Nov. 25 commemorates a day of fighting back. It is the anniversary of the assassination of the Mirabal sisters — also known as Las Mariposas or The Butterflies — who were assassinated by the Dominican dictator Rafael Trujillo because of their fight for civil rights. That day, tainted with the blood of freedom, is the perfect one to raise awareness about violence against women and girls. Thus, it is the International Day for the Elimination of Violence against Women, which received its official UN recognition on December 17, 1999. It’s the day to talk about violence that punishes womanhood, disgraces femininity and grants humanity to only one gender.
It’s the day we wear orange to forgo all gender divisions. We reflect on how lucky we are to walk around the streets feeling safe, to voice our opinions, to have our lives within our control and to enjoy the freedom we were born into. That reflection saddens us, because safety should not be a privilege, and neither should one’s control over her own life. However, the world we live in grants rights based on region, race, religion, gender and social class. It skips humanity. It overlooks equality. But we fight back, not only on Nov. 25 but on every other day as well.
At NYU Abu Dhabi, junior Deemah Omari handed out orange t-shirts on Nov. 24 to raise awareness of this day and the dining hall buzzed with words of support marked on boards. People voiced their feelings. They had a conversation. They spoke out about their refusal to promote gender-based violence in every language. They were there, across races and genders, raw human beings rejecting injustice.
We observe so many special occasions on this campus, from cultural events to religious holidays and days for raising awareness. Omari thinks that because we celebrate a new year on some calendar every few months, mourn humanity’s losses and stand together against disease and injustice, there’s no better place than NYUAD to talk about gender-based violence. Omari met Cecilia Palmeiro, a social activist for Ni Una Menos in Buenos Aires, during her semester away. Palmeiro suggested a collaboration across continents that helps raise awareness about this issue within the context of each region, and Omari agreed.
“I thought that a conversation between people from different backgrounds would be productive,” said Omari. She also organized a conversation with the Women’s Leadership Network, and invited the NYUAD community to attend and share what they know — and don’t know— about this issue. Inside that room, we exchanged depressing stories that have become cultural norms in some regions. We discussed the gaps in a law that was written by an oppressing hand. We talked about the minds that can’t see anything but a subordinate creature in anyone who does not identify with masculinity. For some of us, it hit close to home. For others, it was a window to a harsh reality they never perceived to be this bad. But for all of us, it was a realization that more needs to be done.
The stories were horrible, but the statistics are even worse. Chills ran down our spines as we talked about the different types of violence. We discussed laws that award a rapist by allowing him to marry his victim and shaming the victim to do so, households where domestic violence is part of the daily routine and little girls who know abuse before they can even understand it. We talked about allies of suppressed calls of anguish from gang-raped women, demeaning words and insults behind closed doors and constant fear.

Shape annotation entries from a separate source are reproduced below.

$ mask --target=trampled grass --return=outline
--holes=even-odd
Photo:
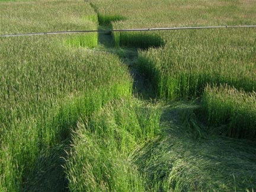
[[[245,0],[0,4],[1,34],[251,25],[256,17]],[[97,34],[0,39],[0,191],[255,190],[255,29],[112,35],[111,49],[97,46]],[[139,49],[138,62],[127,47]],[[202,102],[134,98],[124,63],[151,80],[161,100]]]

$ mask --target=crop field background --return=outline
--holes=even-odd
[[[256,25],[252,0],[1,1],[0,35]],[[0,37],[0,191],[256,191],[256,29]]]

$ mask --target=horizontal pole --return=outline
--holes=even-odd
[[[130,28],[130,29],[120,29],[120,30],[117,29],[117,30],[111,30],[64,31],[4,34],[4,35],[0,35],[0,37],[32,36],[40,36],[40,35],[85,33],[111,33],[111,32],[125,32],[125,31],[129,32],[129,31],[164,31],[164,30],[168,31],[168,30],[181,30],[221,28],[252,28],[252,27],[256,27],[256,25],[183,27],[166,27],[166,28]]]

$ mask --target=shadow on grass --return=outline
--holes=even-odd
[[[100,25],[98,28],[100,32],[112,29],[113,27],[110,24]],[[126,36],[129,36],[128,33]],[[150,39],[148,41],[150,41]],[[142,44],[141,47],[138,44],[134,46],[132,43],[130,43],[130,46],[126,44],[116,46],[113,34],[111,33],[99,33],[98,43],[100,48],[107,52],[117,55],[123,63],[128,66],[130,73],[134,80],[133,85],[134,95],[146,100],[156,98],[155,91],[151,79],[145,73],[140,72],[137,69],[138,50],[146,50],[151,47],[150,43],[148,43],[146,47],[145,44]]]
[[[66,142],[41,152],[33,170],[24,181],[24,191],[69,191],[64,158],[69,148]]]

“Violence is not the human answer. Violence based on gender is a hundred times worse,” one student wrote on the board. Yes, violence is not human nature. People learn it, just like they learn to hate and discriminate. Many of us are given lenses at birth — lenses of gender, race and beliefs — through which we are told to view people. But it’s up to us to refuse to define humans that way because we refuse that definition for ourselves. We are proud of our genders, races, beliefs and experiences, but we don’t want to be seen only within them.
Gender-based violence is targeted; it uses power to crush rather than build. It equates masculinity to brutality and femininity to weakness. It defies nature. It makes a gender a curse of fear, abuse and injustice. It makes some mothers pray not to have daughters, so that they do not have to relive that anguish once again through their children. It makes little girls dream of being boys and living life to the fullest, without fear and with pure freedom. It makes decent men responsible for clearing their name and proving they are not one of those abusers, that they do not support this. It is wrong, and we should do more than refuse it. We should eliminate it.